結論 本件審判の請求は、成り立たない。 審判費用は、請求人の負担とする。
理由 第1 本件商標
本件登録第4854467号商標(以下「本件商標」という。)は、別掲のとおりの構成からなり、平成14年4月18日に登録出願、第28類「組立式ブロックおもちゃ」を指定商品として、同17年4月8日に設定登録されたものである。
なお、本件審判の請求の登録は、平成24年1月6日にされている。

第2 請求人の主張
請求人は、本件商標についての登録を取り消す、審判費用は被請求人の負担とする旨の審決を求め、その理由及び上申の内容を要旨次のように述べ、証拠方法として、甲第1号証及び甲第2号証を提出している。
なお、請求人代理人弁理士と主任審判官との応対記録の要旨は、以下のとおりである。
1 請求の理由
本件商標は、登録後しばらくの間、指定商品「組立式ブロックおもちゃ」について使用された事実があるものの、その後、使用は終了しており、継続して3年以上日本国内において、商標権者(又は通常使用権者)によって一度も使用された事実が存在しないから、その登録は、商標法第50条第1項の規定により、取り消されるべきものである。
2 平成24年4月12日付け上申の内容
請求人は、改めて本件商標の使用実態について調査を行っているので、弁駁書提出につき、1か月程度の猶予をお願いする。
3 応対記録
平成24年7月3日付けで、請求人代理人担当弁理士から、主任審判官に対し、請求人から弁駁を出せるような指示が来ないため、審理を進めて欲しい旨の電話連絡があった。

第3 被請求人の主張
被請求人は、結論同旨の審決を求めると答弁し、その理由を要旨次のように述べ、証拠方法として、乙第1号証ないし乙第8号証(枝番号を含む。)を提出している。
1 答弁の理由
(1)本件商標は、商標法第50条に定められた所定の使用実績があるので、本件審判請求は棄却されるべきである。
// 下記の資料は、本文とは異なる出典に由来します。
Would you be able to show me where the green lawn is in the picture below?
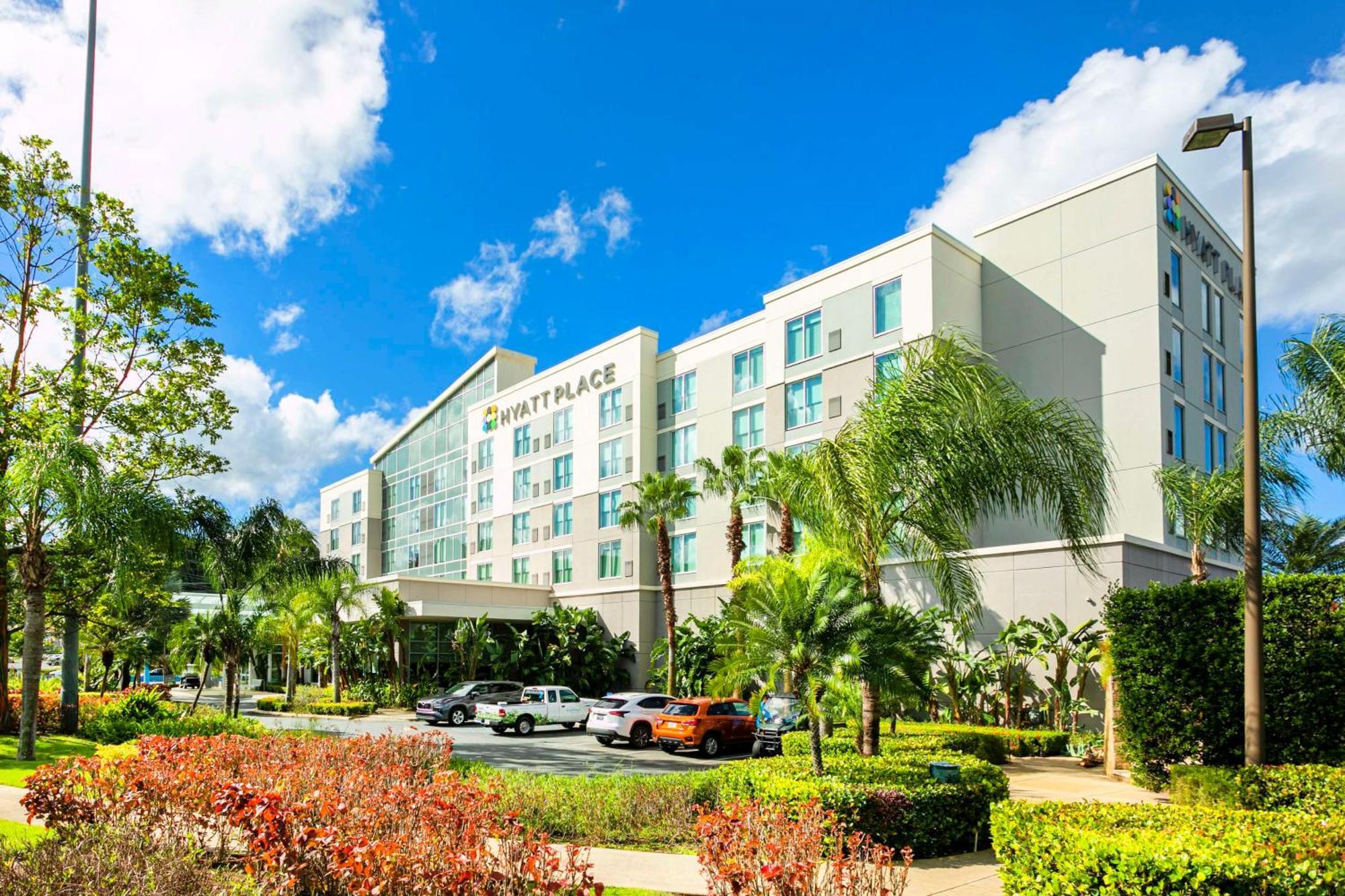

(2)乙第5号証に示すように、「フィギュア型組立式ブロックおもちゃ」(以下「本件商品」という。)に本件商標と社会通念上同一の商標と認められる商標を付している。本件商品は、本件商標権者である株式会社タカラトミーの子会社である株式会社タカラトミーアーツ(以下「アーツ社」という。)(東京都葛飾区青戸4-19-16所在)により、平成21年7月の社団法人日本玩具協会主催の東京おもちゃショー2009(東京都江東区有明3-11-1所在の東京ビッグサイトにて、平成21年7月16日から平成21年7月19日まで開催)に出展され、展示が行われた。
よって、被請求人である本件商標権者は、本件商標を使用しており、取消要件を満たさず請求人の不使用との主張は成立しない。
以下に、本件商標の使用事実について詳述する。
(3)本件商品について
(ア)本件商品の使用態様
本件商品の商品は、乙第5号証及び乙第6号証に示すとおり、「ドット絵でデザインされたキャラクターフィギュアと、ブロックのセット商品」であり、本件商標の指定商品である「組立式ブロックおもちゃ」と同一の商品であるといえる。
本件商品における本件商標の使用態様について、乙第5号証に示すとおり、展示スペース中央部分、及び下部の雛壇最上段中央に配置された玩具の商品包装部分おいて、図案化された商標「dotarts」の下に、図案化された「BLOX」が付されている。「dotarts」及び「BLOX」は、その配置及び「BLOX」の「dotarts」に対する比率の大きさから、需要者・取引者は各々の商標を分離し、独立の商標として看取するのが自然であると思われる。よって、本件商品には「BLOX」の商標が独立して使用されているといえる。
一方、本件商標は、図案化された欧文字「BLOX」と、その下に接するように、小さく片仮名「ブロックス」を書してなる構成である。
本件商品に付された商標「BLOX」は、本件商標と書体において異なるが、商標の使用は商標を付する対象に応じて適宜変更を加えて使用されるのが通常であるところ、商標「BLOX」と本件商標に使用されている「B」の文字の形状は近似していることからも、書体が若干異なることをもって商標の印象に格別の差異を感じさせるものとはいえない。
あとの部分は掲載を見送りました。